主イエスはこのようなユーモラスな例えを使いながら(そしてマルコはギリシア語で語呂合わせをしながら)、重要な事を言われたのです。昔の人の言い伝えを大切にするユダヤ教、はたまた旧約のヘブライ宗教が何と言おうと、食べ物は(食道から)「腹」(キリア)(outward man)に入ることはできても、(気道から)「心」(カルディア)(inner man)に入ることはできないのだ、と。主イエスは声高々に宣言します。食べ物などで人は宗教的に汚れはしない、たとえそれが厠に落ちるものであったとしても! 食物規定にピリピリしていた当時のパレスチナにあってはイエスのこの発言は革命的宣言でした(サマリヤの女のエピソードのヨハネの解説句[ヨハネ4:9]を思い出して下さい)。主は明らかに十字架を見ていたでしょう。
結びに代えて
口から入る物ばかりに一生懸命になっていたファリサイ派の律法学者たちには、口から出るものについてじっくり考える余裕はなかったようです。人の体を生かす食物のことには詳しくとも、人の心を活かす霊の糧に対する理解は、「おまえたちは災いだ」とイエスに言わせたほど、お粗末なものに成り下がってしまっていたのです。まさに「食うてもその味を知らず」[2]。そこには「『日々の糧を与え給え』と祈れ」と教えられた主の祈りも、ヘブライの先祖が嘗てエジプトの荒野で神から与えられたマナの記憶もありません。あるのは、ユダヤ教の「宗教規定の習熟で獲得した屁理屈」(:11-13参照)と人を活かす「神の恵みの忘却」だけです。その神の恩寵の忘却の帰結をイエスはこのように総括しました。考えうる限りの厳しい言葉です。

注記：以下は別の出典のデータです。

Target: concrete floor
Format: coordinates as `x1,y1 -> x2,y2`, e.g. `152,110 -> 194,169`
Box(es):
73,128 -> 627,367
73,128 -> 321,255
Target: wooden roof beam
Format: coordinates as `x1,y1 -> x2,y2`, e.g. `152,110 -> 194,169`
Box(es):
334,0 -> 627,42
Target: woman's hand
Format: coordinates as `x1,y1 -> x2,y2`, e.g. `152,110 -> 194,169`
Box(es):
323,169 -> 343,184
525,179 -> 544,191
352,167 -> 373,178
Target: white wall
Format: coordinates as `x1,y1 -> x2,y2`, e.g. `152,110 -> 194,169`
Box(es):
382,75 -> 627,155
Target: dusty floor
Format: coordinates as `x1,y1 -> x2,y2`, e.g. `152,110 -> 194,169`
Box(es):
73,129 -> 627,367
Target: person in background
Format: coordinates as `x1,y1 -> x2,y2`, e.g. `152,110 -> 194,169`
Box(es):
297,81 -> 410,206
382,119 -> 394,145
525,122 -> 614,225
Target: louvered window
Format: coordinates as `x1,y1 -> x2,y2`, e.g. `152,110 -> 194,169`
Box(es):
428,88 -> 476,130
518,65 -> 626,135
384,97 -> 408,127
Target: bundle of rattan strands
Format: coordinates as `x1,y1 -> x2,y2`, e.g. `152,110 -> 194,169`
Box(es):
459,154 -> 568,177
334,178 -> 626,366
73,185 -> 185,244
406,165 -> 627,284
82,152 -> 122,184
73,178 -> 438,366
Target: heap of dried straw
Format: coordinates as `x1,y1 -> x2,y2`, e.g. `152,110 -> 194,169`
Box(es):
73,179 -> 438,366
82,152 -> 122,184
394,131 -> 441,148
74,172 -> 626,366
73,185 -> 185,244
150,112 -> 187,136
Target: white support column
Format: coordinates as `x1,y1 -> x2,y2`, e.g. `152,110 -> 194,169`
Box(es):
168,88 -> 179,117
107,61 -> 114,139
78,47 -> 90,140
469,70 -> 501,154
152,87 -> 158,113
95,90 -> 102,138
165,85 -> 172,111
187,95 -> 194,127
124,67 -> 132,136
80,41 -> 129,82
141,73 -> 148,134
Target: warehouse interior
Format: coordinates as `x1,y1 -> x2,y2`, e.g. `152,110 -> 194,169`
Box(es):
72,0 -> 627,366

人から出て来るものこそ、人を汚す。…人間の心から、悪い思いが出て来るからである。みだらな行い、盗み、殺意、姦淫、貪欲、悪意、詐欺、好色、ねたみ、悪口、傲慢、無分別など、これらの悪はみな中から出て来て、人を汚すのである。(:20b-23)。
気真面目なファリサイ派への言葉としては、後半は「そこまで言わなくても…」と思わなくもありませんが、口から入るものばかりに目が行っていた彼らへの、イエスのちょっとしたショック療法でしょう。
ちなみに、21節から23節の人間の心から出てくる悪い思いのリストは、パウロがローマ書やガラテヤ書、コロサイ書やテモテ書で列挙するものと基本的に同じです。もともとはヘレニズム化したユダヤ教を批判する預言者お決まりのカタログであったと思われますので、ユダヤ教の世俗化を批判した真面目なファリサイ派には何とも気の毒です。けれども、モーセの律法と違って「思いにおける罪」と「行いにおける罪」が分けられずに同じグランドで語られているとろに、イエスの、そして古代教会の罪理解が明示されているのでしょう[3]。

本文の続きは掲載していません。